The Puzzle [The Players’ Tribune]
It is encouraging to see a piece that doesn’t treat strength and vulnerability as dichotomous at the top of the Zeitgeist.
From the Greeks to Instagram: The Secret History of the Flower Crown [Jezebel]
I am not the target audience for this piece, or perhaps much that gets published at the blog that, like Deadspin, was among the Gawker properties that survived (sort of) the wrath of Peter Thiel and Hulk Hogan (if “Peter Thiel and Hulk Hogan” sounds like the start to a decent joke instead of something you remember from a few years back, consider Googling it).
Still, it is an interesting brief aside into the history of one particular symbol. It highlights the capacity of the arts and entertainment to provide long-term support to narratives, the necessity of the occasional iconclasm, and the inevitable co-option of particularly effective symbols to serve even more abstracted ideas. Not deep, not broad, but an interesting weekend read.

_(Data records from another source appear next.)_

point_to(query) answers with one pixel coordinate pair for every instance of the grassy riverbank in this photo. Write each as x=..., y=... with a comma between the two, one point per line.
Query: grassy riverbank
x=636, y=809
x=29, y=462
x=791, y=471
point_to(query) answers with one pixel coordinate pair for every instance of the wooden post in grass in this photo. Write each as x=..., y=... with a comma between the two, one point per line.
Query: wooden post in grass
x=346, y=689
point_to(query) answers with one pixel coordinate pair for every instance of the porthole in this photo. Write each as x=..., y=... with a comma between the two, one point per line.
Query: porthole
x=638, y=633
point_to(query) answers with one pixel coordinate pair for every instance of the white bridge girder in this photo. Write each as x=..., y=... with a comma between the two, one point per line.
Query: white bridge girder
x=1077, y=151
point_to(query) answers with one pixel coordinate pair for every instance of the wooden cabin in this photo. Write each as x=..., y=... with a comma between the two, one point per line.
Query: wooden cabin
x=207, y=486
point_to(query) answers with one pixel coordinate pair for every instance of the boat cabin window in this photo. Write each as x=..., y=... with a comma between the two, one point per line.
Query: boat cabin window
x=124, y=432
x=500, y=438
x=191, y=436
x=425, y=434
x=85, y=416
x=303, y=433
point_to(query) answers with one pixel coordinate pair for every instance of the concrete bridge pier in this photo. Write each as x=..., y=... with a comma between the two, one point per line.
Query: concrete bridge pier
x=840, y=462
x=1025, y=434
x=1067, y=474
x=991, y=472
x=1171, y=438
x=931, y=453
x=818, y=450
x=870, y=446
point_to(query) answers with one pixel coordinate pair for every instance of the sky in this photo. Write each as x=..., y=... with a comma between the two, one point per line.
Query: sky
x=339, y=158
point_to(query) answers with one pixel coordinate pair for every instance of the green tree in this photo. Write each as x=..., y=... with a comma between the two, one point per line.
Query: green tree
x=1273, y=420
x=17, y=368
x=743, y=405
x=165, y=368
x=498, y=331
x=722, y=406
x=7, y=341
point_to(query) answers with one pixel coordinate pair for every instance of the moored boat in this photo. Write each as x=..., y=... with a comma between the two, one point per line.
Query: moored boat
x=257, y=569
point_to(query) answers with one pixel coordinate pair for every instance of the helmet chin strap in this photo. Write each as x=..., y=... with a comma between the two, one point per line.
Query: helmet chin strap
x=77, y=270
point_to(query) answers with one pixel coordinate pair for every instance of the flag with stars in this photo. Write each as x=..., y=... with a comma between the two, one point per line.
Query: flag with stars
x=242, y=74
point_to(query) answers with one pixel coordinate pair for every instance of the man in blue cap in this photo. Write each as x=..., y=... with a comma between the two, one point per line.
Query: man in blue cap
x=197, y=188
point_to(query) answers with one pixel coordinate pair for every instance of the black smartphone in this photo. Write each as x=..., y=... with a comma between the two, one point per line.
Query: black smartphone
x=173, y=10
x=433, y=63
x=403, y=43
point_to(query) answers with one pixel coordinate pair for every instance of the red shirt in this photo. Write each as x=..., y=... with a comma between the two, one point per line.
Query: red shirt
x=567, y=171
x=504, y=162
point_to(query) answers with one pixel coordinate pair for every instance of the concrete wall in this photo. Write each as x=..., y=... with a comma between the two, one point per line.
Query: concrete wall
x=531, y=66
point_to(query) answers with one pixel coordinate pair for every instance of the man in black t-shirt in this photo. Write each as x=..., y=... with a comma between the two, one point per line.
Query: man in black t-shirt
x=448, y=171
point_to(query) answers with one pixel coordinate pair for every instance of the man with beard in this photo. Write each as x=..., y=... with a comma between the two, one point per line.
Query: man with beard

As to why it sits at the top of our Weekend Zeitgeist – the most linguistically connected articles published in the world in the past week? Gender and sex – and the language used to discuss them – are integral to the Zeitgeist in 2019. Here is our map of their connectedness to all non-financial news in the last week alone. They are both central and connected to almost all other topics and language/meaning-based clusters.
Walter Carpenter: The workers behind the tourism dollars [VT Digger]
Since the Reagan Revolution, certain words have been banished from the American political lexicon, tarnished as they were with associations with communism or socialist policies. Among the simplest, and most powerful?
Workers.
It’s not a word even Obama used all that much. He preferred ‘folks.’
Trump and most others adopted less socialism! Meme-sensitive variants like ‘hard-working Americans’ or ‘blue collar Americans’ or ‘regular, everyday Americans.’
Why was this connected to so many articles? Why did it sit at the top of the Zeitgeist? Because the language of socialism, of talking very specifically about workers and their lives, is no longer off-limits. Sure, editorials like this would have found their way into plenty of Vermont newspapers in the past.But there’s no way in hell they would have been among the top 5 most connected to all published articles by language.
Here are the socialism-related articles (in bold) against the full network of non-financial articles.
For more about what we are observing here, be sure to keep up with the ET Election Index.
The Democrats Discover the Supreme Court [The Atlantic]
Despite its third foundational principle (in which it rather delightfully claims to be the organ of no party or clique), the Atlantic probably sits on the periphery of the 10 most influential missionaries of left-leaning politics in the US. Like many similar publications, it is an essay, analysis and opinion journal. Ordinarily I’d call this paragraph an exercise in Fiat News, but the article is obviously just a collection of the author’s opinions, and if you expected otherwise, it’s probably your own damn fault.
Regardless of how you feel about this policy idea in particular, there’s one word that should always trigger your “Why am I reading this now?” impulse. whether you see it in true news or opinion pieces: moderate. Conservative journals usually prefer the term mainstream to validate and imply the accepted nature of their opinions – National Review used the term in 320 articles in the last year alone. The trigger should be the same. There is rarely a case in which these words will be used, especially as much as moderate is in this piece, that is not intended to shape Common Knowledge about what everyone thinks everyone thinks. And it usually means that the thing or policy about which the word is being used, well, ain’t, although it’d sure be nice if everyone thought everyone thought it was.
The Anti-College Is on the Rise [New York Times]
Regular readers will not be surprised that this is at the top of the Zeitgeist. We’ve written about related issues, too.
The problem is the same problem faced by the federal reserve and by portfolio managers and just about everyone else. When you optimize for two objectives, you will usually solve for one…or none at all. The post-secondary system has tried to solve for producing rich, broad, civil-minded liberal education on the one hand, and vocational training on the other, the latter becoming a marketing necessity throughout the 20th century. What they ended up with was neither, and a powerful credentialing cartel.
For my part, initiatives like the above are interesting, and seem to be searching for reproduction of a purely educational mission. I have no aversion to them, because that is a thing that a healthy liberal society should make available to its citizens. I also have no faith that they will do anything to tear down the credentialing problem embedded in university education.
But I suppose not everything has to. Optimizing for one objective – and achieving it – is rare thing worthy of admiration.